# Farther vs. Further



## Falcon (Apr 30, 2015)

Farther vs. Further ?

Also, why such words like irregardless and reiterate ?  They're both redundant.


----------



## Debby (Apr 30, 2015)

Falcon said:


> Farther vs. Further ?
> 
> Also, why such words like irregardless and reiterate ?  They're both redundant.




I just looked up both farther and further and they show up as synonyms of each other.  So apparently, you can use whichever you like.

And why not 'reiterate'?  It means to 'say it again' basically or is used to emphasize or clarify, as in 'let me reiterate this point....'.

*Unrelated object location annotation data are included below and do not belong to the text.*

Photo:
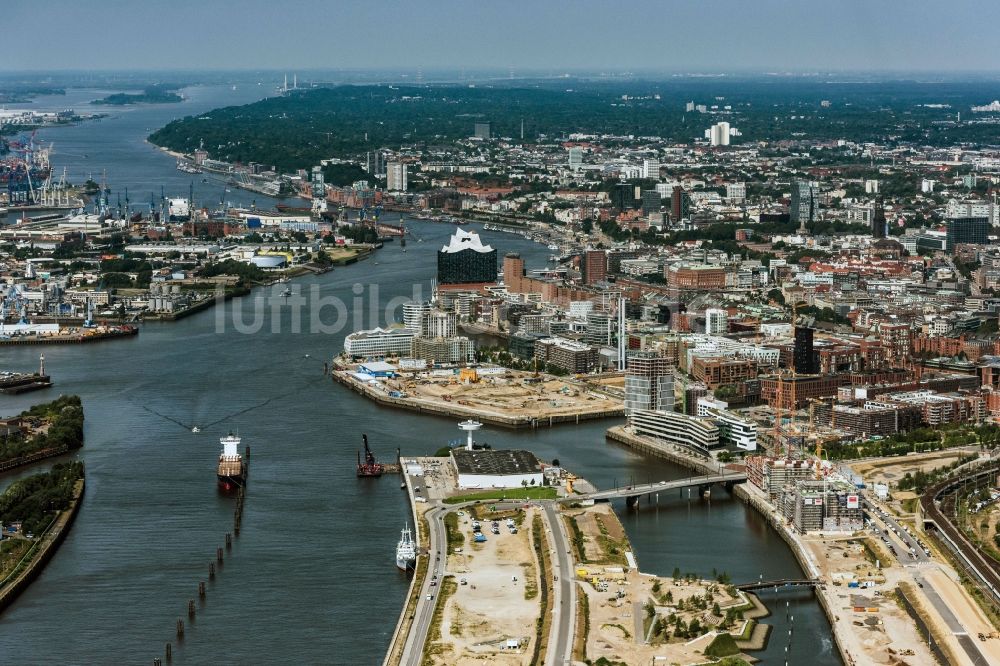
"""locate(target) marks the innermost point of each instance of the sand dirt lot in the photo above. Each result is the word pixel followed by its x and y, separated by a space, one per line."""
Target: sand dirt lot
pixel 492 607
pixel 892 470
pixel 513 392
pixel 885 636
pixel 966 611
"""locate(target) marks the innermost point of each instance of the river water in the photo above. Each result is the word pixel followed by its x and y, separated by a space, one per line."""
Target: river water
pixel 311 579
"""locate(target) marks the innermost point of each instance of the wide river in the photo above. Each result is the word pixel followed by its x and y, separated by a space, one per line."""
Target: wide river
pixel 311 579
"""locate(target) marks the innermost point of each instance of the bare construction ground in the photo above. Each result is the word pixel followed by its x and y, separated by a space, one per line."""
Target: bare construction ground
pixel 499 602
pixel 869 623
pixel 514 393
pixel 636 618
pixel 891 470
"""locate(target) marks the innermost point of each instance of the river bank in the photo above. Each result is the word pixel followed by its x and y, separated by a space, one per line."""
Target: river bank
pixel 398 395
pixel 43 550
pixel 702 465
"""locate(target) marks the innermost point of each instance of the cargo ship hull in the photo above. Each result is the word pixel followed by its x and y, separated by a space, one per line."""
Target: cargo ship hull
pixel 231 481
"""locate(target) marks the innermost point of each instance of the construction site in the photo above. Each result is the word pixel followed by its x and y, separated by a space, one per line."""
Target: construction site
pixel 494 395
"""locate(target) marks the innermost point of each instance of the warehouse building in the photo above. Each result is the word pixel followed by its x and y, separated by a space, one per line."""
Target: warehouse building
pixel 490 468
pixel 675 428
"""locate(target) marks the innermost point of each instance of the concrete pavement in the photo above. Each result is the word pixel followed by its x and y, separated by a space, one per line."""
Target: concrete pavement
pixel 563 629
pixel 423 614
pixel 961 635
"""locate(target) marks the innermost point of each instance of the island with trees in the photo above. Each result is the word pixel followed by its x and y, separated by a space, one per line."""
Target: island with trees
pixel 36 513
pixel 45 430
pixel 156 94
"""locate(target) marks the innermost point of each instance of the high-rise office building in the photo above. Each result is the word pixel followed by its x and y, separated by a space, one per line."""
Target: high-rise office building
pixel 465 260
pixel 575 158
pixel 804 207
pixel 375 162
pixel 736 192
pixel 679 204
pixel 594 266
pixel 878 220
pixel 599 328
pixel 651 202
pixel 716 321
pixel 973 230
pixel 649 383
pixel 413 316
pixel 395 176
pixel 718 134
pixel 803 356
pixel 623 196
pixel 651 168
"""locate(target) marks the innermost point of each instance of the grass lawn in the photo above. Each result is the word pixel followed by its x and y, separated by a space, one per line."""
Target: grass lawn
pixel 538 492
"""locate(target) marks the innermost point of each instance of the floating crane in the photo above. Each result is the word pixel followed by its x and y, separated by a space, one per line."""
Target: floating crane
pixel 370 467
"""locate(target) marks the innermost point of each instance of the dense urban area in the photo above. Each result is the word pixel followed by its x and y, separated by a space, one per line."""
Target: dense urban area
pixel 794 296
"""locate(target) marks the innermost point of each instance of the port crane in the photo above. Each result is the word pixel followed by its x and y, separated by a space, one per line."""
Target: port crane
pixel 370 467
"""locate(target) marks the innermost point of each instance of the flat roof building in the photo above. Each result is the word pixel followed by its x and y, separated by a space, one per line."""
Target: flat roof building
pixel 675 428
pixel 571 356
pixel 490 468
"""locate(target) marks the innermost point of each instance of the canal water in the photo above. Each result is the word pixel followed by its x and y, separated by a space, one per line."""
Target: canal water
pixel 311 579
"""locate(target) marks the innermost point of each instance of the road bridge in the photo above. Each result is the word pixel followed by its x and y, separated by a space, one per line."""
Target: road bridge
pixel 634 492
pixel 781 582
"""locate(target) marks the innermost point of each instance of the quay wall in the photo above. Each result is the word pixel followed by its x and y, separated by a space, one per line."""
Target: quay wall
pixel 33 457
pixel 460 411
pixel 397 643
pixel 700 464
pixel 68 340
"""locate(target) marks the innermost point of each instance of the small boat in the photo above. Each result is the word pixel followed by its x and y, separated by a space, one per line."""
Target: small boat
pixel 370 467
pixel 406 550
pixel 232 470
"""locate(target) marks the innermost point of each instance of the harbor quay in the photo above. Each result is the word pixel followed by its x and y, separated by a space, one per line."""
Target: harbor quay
pixel 503 397
pixel 528 574
pixel 865 579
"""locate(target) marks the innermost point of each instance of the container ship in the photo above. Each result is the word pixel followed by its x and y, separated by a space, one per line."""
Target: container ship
pixel 406 550
pixel 232 469
pixel 370 467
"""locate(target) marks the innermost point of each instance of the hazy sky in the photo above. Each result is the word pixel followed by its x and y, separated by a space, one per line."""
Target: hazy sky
pixel 685 35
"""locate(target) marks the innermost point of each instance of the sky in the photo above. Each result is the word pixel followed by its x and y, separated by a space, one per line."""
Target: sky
pixel 540 35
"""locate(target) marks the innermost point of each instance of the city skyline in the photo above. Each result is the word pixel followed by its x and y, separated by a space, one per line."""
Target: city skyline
pixel 769 36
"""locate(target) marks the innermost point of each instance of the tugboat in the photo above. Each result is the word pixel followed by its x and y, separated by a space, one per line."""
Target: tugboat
pixel 406 550
pixel 232 469
pixel 370 467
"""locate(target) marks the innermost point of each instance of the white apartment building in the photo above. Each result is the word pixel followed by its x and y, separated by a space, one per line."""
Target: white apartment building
pixel 379 342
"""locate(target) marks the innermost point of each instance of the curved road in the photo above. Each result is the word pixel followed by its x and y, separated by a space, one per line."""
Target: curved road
pixel 561 634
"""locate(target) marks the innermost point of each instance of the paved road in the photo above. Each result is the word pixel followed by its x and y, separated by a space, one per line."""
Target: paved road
pixel 423 614
pixel 969 645
pixel 900 536
pixel 564 602
pixel 661 486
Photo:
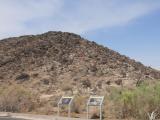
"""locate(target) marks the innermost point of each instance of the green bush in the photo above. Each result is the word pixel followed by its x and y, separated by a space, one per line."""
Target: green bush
pixel 138 102
pixel 17 99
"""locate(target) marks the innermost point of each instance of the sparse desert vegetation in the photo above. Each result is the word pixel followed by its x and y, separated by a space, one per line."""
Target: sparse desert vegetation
pixel 36 70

As for irregardless, apparently it's a word that's commonly used but isn't a real word and I would imagine that most folks just don't understand that it isn't actually a word.


----------



## AZ Jim (Apr 30, 2015)

Debby said:


> I just looked up both farther and further and they show up as synonyms of each other.  So apparently, you can use whichever you like.
> 
> And why not 'reiterate'?  It means to 'say it again' basically or is used to emphasize or clarify, as in 'let me reiterate this point....'.
> 
> As for irregardless, apparently it's a word that's commonly used but isn't a real word and I would imagine that most folks just don't understand that it isn't actually a word.



You just said everything I intended to.  Folks who say irregardless should simple say regardless.


----------



## Falcon (Apr 30, 2015)

I always thought FARTHER meant distance;  like:  "It's FARTHER down the road than I figured."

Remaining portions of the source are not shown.